Now I don’t know about you, but there is literally nothing better than a melty, gooey, yet crispy chocolate pudding. This is a foolproof recipe and I have now made it 4 times since last week since everyone has loved it so much. This really does work if you do it to the letter and don’t overcook it. Otherwise it’ll turn into a dry spongy pudding and that’s not what we want now is it! Also, aside from timing, the key is to make sure the ramekins are prepared properly, or they won’t come out of the ramekin properly.
The recipe comes from Gordon Ramsay, and if it’s okay for him, then it’s okay for us! I used standard size ramekins but they can be made in a cupcake pan or bigger/smaller ramekins and pudding dishes. The original recipe yielded 8-9 of them but I didn’t feel it necessary to make so much. Now let’s crack on shall we?!
Ingredients (makes 4 fondants):
- 25g melted butter , for brushing
- cocoa powder , for dusting
- 100g good-quality dark chocolate , chopped into small pieces
- 100g butter , in small pieces
- 100g golden caster sugar
- 2 eggs and 2 yolks
- 100g plain flour
- First get your moulds ready. This is absolutely key! Using upward strokes, heavily brush the melted butter all over the inside of the pudding mould. Place the mould in the fridge for roughly 5 minutes. Brush more melted butter over the chilled butter, then add a good spoonful of cocoa powder into the mould. Tip the mould so the powder completely coats the butter. Tap any excess cocoa back into the jar, then repeat with each ramekin.

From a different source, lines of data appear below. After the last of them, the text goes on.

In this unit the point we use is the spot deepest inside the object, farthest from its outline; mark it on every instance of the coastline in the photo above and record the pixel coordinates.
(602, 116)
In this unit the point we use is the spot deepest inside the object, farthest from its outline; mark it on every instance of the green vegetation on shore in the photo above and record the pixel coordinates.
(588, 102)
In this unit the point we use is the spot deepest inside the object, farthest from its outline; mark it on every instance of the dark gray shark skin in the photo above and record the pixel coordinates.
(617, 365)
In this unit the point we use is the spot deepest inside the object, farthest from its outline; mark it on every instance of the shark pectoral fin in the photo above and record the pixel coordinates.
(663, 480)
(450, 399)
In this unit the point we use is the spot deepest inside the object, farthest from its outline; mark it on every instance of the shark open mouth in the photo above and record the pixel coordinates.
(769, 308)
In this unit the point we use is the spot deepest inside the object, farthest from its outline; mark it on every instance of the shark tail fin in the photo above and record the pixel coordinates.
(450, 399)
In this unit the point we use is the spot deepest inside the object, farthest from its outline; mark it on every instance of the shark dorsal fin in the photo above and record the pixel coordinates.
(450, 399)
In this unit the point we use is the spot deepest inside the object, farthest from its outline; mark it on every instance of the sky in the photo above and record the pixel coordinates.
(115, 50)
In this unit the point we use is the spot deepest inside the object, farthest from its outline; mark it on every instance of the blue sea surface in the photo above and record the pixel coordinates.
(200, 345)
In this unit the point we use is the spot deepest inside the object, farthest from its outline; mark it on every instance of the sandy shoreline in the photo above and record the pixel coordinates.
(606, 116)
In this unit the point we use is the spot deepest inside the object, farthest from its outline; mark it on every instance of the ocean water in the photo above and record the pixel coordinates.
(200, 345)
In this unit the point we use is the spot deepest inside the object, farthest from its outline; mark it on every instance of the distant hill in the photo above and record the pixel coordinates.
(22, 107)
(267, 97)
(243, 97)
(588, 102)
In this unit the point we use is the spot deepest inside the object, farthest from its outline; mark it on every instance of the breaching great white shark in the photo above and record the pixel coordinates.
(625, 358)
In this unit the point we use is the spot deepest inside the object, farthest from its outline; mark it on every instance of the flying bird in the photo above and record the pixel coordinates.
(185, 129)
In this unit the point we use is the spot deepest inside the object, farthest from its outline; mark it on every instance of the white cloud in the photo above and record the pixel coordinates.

- Place a bowl over a pan of barely simmering water, then slowly melt the chocolate and butter together. Remove bowl from the heat and stir until smooth. Leave to cool for about 10 mins.

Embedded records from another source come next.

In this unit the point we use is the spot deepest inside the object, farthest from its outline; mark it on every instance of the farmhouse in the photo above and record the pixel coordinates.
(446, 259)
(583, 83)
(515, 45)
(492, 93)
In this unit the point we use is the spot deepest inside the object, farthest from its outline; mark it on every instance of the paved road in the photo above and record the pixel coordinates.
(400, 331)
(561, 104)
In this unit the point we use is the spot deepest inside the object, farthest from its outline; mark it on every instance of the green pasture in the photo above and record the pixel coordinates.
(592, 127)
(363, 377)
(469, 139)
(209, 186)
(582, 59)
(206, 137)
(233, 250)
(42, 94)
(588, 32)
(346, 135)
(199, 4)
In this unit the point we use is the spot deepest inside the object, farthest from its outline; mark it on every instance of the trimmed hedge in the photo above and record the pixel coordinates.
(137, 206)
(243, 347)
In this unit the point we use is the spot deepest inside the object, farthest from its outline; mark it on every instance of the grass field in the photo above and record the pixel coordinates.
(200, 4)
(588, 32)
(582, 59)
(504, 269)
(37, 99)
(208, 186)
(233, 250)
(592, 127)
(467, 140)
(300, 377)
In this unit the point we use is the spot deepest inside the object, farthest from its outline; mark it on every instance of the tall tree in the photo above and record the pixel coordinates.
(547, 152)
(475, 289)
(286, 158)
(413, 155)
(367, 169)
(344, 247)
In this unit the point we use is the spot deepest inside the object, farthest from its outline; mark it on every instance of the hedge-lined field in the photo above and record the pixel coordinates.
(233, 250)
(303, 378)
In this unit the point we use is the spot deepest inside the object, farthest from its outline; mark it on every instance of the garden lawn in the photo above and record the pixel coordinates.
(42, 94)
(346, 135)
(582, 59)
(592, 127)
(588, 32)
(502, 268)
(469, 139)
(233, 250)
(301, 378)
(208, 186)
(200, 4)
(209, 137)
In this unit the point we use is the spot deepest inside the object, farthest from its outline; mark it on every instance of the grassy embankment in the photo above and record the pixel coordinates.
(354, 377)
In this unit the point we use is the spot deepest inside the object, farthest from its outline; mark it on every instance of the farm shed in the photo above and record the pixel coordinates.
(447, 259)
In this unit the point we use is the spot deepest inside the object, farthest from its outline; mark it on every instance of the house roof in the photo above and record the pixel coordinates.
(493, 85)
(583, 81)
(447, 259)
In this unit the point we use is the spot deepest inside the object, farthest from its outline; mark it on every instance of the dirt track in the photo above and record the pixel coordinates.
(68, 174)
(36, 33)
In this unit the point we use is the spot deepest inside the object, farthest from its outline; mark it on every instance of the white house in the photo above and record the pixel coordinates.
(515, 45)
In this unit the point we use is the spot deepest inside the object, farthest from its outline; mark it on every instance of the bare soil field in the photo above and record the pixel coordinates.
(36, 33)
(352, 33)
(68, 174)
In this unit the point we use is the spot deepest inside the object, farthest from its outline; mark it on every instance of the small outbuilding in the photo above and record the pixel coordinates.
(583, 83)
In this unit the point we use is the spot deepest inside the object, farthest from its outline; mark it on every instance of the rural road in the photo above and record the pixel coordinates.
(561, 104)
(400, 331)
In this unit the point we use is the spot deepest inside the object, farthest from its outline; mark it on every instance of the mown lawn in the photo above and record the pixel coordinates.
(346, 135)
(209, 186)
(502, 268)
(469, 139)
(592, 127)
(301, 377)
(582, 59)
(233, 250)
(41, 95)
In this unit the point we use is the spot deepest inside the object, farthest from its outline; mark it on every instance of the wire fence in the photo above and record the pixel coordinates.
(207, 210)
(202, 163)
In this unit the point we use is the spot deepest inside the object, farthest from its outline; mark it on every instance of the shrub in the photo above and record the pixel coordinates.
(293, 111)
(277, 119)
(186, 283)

- In a separate bowl whisk the eggs and yolks together with the sugar until thick and pale and the whisk leaves a trail; use an electric whisk if you want. Sift the flour into the eggs, then beat together.

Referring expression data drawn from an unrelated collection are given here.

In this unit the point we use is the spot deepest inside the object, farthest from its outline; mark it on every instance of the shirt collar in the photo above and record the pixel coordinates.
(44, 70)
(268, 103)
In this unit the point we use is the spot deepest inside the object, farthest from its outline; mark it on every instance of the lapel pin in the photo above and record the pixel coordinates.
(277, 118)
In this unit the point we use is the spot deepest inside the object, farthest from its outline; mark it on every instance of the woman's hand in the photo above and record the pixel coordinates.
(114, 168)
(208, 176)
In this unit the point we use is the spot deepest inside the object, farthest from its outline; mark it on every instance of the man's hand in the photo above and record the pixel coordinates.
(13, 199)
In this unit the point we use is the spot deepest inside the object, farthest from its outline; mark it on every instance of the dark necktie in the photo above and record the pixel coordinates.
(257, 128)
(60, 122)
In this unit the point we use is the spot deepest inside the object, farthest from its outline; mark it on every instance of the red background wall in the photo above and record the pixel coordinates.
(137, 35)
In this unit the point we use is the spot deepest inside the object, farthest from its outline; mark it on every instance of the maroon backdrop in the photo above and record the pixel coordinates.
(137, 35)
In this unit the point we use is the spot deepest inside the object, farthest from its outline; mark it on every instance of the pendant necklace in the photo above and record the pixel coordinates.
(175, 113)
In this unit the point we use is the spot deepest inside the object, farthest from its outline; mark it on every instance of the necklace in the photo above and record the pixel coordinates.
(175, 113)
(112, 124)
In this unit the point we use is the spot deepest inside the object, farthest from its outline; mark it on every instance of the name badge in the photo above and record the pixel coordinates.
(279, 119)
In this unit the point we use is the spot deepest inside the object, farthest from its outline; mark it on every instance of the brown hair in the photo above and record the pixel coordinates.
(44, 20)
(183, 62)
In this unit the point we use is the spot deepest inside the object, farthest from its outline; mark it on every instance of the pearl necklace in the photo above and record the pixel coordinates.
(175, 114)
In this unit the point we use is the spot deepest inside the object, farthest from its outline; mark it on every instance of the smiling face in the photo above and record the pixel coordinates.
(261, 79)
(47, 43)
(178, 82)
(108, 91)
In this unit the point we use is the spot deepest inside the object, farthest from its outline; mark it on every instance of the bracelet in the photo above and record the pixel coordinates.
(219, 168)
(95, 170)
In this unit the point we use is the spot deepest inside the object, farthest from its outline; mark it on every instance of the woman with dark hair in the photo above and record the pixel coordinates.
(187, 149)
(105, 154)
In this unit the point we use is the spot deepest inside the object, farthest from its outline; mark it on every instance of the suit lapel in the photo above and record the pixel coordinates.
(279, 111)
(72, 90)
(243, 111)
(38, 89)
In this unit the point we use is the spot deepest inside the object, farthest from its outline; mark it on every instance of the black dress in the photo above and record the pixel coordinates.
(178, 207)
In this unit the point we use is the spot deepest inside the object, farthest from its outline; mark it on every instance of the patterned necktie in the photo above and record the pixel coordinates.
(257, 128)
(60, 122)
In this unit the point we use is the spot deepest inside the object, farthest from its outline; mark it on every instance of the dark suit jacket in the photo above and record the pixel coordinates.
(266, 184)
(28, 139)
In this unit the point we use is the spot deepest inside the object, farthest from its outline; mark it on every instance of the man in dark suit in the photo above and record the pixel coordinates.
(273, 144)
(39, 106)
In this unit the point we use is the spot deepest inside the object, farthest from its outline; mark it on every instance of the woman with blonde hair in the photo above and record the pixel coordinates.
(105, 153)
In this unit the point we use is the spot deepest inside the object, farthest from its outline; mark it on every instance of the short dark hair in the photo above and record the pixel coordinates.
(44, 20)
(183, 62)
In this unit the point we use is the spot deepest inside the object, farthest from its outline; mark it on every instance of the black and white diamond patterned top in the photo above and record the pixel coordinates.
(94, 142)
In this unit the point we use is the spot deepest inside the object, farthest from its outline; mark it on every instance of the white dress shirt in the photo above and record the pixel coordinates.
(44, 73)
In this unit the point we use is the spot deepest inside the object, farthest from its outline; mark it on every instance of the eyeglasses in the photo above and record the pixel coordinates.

- Pour the melted chocolate into the egg mixture in thirds, beating well between each addition, until all the chocolate is added and the mixture is completely combined to a loose cake batter.
- Evenly divide between the moulds and chill it for 20 minutes in the fridge before using.
- Heat oven to 200C/fan 180C/gas 6. Place the fondants on a baking tray, then cook for 10-15 mins until the tops have formed a crust and they are starting to come away from the sides of their moulds.
- Remove from the oven, then leave to sit for 1 min before turning out.
- Loosen the fondants by moving the tops very gently so they come away from the sides, easing them out of the moulds. Tip each fondant slightly onto your hand so you know it has come away, then tip back into the mould ready to plate up.
- Sit a fondant in the middle of each plate; serve with some creme fraîche/vanilla ice cream and strawberries.
- Carefully place the ice cream on top of the fondant, then serve immediately.